Most of his partnerships at the UA are interdisciplinary, reflecting the state of the new biology’s frontiers. “There are questions in patient selection, in forming a meaningful sample, in how to draw a comparison group,” Billheimer said. “And when the equipment used is very costly and slow, the question of size of the sample is crucial. People have to have foresight.”
Unlike most statisticians, who enter the field through mathematics, Billheimer came to statistics by way of science and engineering. He worked at Pfizer, the pharmaceutical giant, making antibiotics. “I was awake at night figuring out if Fermenter Tank 702 had an abnormal problem,” he said. When he began a graduate engineering degree at New Mexico State University, he discovered statistical tools he says he could have applied at Pfizer. “I was like a sponge,” he recalled. “I knew the real world problems and these tools offered the solutions.”
He shifted to experimental statistics for his master’s degree and received his doctorate at the University of Washington, working on statistics for biological monitoring.
Later, he applied statistics to airplane safety and flight operations at the Boeing Company in Seattle. There he came up with a way to perform statistics with objects of unusual shapes.

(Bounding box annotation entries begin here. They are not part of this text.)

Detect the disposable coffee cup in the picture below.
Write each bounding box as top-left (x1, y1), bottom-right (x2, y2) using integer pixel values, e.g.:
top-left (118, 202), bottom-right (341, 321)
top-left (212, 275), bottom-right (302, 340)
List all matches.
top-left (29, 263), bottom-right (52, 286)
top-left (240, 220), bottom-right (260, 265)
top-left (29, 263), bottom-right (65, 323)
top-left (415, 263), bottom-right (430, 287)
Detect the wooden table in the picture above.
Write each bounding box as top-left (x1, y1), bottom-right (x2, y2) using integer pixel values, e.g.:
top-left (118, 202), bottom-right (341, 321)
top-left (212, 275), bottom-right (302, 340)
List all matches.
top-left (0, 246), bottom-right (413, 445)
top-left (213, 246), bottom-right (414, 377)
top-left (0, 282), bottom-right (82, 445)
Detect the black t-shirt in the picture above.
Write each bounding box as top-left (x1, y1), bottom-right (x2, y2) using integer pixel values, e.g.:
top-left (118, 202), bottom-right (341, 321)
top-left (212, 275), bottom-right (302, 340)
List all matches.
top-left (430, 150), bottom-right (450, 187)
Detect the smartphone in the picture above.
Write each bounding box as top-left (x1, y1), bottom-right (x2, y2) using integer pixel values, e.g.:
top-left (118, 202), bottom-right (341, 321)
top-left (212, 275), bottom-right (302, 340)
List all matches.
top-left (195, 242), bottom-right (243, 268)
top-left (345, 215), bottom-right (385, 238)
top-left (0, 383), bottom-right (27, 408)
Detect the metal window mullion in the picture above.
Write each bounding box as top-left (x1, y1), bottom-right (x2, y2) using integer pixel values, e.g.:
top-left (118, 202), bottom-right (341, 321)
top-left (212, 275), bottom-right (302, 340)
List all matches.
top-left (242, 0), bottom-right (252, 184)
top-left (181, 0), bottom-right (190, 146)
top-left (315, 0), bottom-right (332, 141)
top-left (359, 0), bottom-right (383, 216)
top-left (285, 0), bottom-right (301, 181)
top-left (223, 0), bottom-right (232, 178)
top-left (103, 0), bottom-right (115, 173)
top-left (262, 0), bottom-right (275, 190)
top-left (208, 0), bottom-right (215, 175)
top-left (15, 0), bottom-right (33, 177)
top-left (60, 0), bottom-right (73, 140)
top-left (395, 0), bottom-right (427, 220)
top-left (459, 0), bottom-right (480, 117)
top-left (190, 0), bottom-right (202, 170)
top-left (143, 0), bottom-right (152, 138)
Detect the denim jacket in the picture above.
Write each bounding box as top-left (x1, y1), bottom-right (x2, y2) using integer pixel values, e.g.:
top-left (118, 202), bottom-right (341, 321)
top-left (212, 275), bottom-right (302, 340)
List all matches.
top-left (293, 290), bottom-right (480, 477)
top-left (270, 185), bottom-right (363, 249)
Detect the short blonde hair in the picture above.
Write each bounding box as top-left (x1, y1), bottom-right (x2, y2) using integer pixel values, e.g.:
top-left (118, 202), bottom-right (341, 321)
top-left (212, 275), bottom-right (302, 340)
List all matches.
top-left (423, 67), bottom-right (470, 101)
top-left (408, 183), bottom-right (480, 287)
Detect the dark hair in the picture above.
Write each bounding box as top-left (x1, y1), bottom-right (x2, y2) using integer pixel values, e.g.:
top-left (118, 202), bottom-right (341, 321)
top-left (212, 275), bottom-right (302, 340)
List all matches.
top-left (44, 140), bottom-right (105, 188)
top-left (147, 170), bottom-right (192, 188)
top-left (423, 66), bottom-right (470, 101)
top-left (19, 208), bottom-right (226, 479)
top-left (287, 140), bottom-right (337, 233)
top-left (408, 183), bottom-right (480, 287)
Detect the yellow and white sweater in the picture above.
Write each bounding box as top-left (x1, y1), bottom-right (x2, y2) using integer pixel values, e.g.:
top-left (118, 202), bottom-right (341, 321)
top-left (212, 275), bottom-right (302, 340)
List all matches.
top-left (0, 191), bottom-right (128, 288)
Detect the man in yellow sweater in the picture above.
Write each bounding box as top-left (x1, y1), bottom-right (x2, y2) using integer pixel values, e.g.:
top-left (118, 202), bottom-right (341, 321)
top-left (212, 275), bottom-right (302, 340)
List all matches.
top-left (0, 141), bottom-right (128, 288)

As he spoke, Billheimer held a piece of paper flat, letting it droop at the center, then moved his fingers to the center as the edges drooped. “How do you do statistical quality control on airplane parts whose shapes change based on how you support them?” he asked. “Like a wing skin.” To solve that problem at Boeing, he invented new statistics for a “gravity neutral shape.”
He went on to work in biostatistics and proteomics at the University of Washington, at the Vanderbilt-Ingram Cancer Center in Nashville, and at the University of Utah’s Huntsman Cancer Institute, where he was director of the biostatistics core facility.
He joined BIO5 in 2008, assigned to begin building a team for the Statistics Consulting Laboratory. “We will offer help to every department, all across the campus,” Billheimer said. “It’s a huge need.”
Collaboration Snapshot
Billheimer has worked with Serrine Lau, also a BIO5 member and director of the Southwest Environmental Health Sciences Center at the College of Pharmacy, on proteomics approaches to the study of biomarkers. Two of their projects are trying to identify biomarkers for diabetes and chronic kidney disease from plasma. That work looks for markers for preclinical disease, to spot high-risk patients and describe variables that can point to a certain course of treatment. “One question is how to make efficient use of experimental material, samples, and instrument time,” Billheimer said.
He has worked with Fernando Martinez, the interim director of BIO5, and with BIO5 researchers Steve Rounsley and Rod Wing on identifying single genomic variants, or mutations, that are associated with developing childhood asthma. That work often involves measurements of single nucleotide polymorphisms – SNP’s (or “snips”) – in DNA that account for genetic differences among individuals. He applies statistical tests to learn what polymorphisms are associated with diseases. The goal is to more efficiently identify genomic variants associated with disease, minimizing the number of false positives.
Accomplishments
Billheimer worked in industry for six years, as a process engineer at Pfizer and as an aerospace statistician at Boeing. At the UA, he works closely with scientists from many disciplines and has advised faculty on more than 20 grants, seven of them National Institutes of Health Challenge Grants.
At the University of Washington, he was a research scientist at the National Research Center for Statistics and the Environment. At Vanderbilt-Ingram Cancer Center, he was director of the High Dimensional Data Analysis (Proteomics) Core and worked with mass spectrometry proteomics profiling at Vanderbilt University School of Medicine. He was director of the Biostatistics Shared Resource at the Huntsman Cancer Institute in Utah.